Agnieszka Szulim lubi angażować się w akcje na rzecz zwierząt. W sierpniu zeszłego roku wzięła udział w sesji zdjęciowej do kalendarza Fundacji Viva!. Dla dobra sprawy sfotografowała się ze świnią - jednym ze zwierząt ze schroniska w Korabiewicach. Nieco wcześniej, razem z Robertem Biedroniem, protestowała pod Sejmem przeciw ubojowi rytualnemu.
Teraz, obok Joanny Krupy, chwali prezydenta Słupska za jego sprzeciw wobec wpuszczeniu do miasta cyrku.

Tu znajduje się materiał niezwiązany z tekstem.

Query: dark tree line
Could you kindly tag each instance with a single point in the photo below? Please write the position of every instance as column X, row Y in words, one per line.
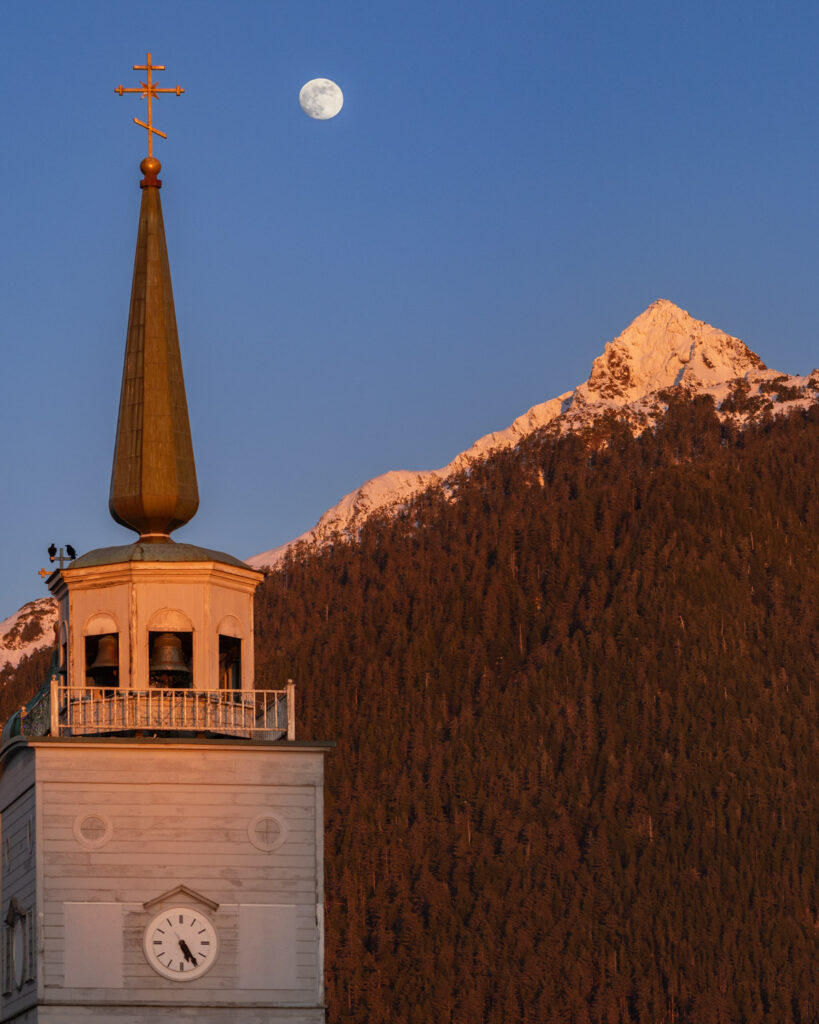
column 575, row 705
column 575, row 702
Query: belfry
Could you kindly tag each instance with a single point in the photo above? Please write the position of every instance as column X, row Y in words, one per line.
column 161, row 825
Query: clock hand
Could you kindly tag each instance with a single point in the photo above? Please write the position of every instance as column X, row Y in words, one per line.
column 186, row 952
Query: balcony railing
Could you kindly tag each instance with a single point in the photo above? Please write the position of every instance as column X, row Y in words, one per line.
column 247, row 714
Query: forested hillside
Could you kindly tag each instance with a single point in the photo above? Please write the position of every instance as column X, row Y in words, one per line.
column 575, row 707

- Podoba mi się to, że Robert Biedroń nie wpuścił do Słupska cyrku. Biję mu za to wielkie brawo. Cieszę się, że ta świadomość ludzka się poszerza. Rodzice ciągnąc te dzieci do cyrku nie zdają sobie sprawy, że to nie jest fajne miejsce dla zwierząt. Cyrk bez zwierząt też istnieje i myślę, że jest fajniejszy - mówi Szulim. Lubię Roberta Biedronia. On jest autentycznie zaangażowany w te pro zwierzęce sprawy, bo pamiętam, jak dwa razy manifestowaliśmy pod Sejmem przeciwko ustawie o uboju rytualnym, to Robert Biedroń zawsze był i cieszę się, że też w praktyce robi to, co robi w swoim mieście.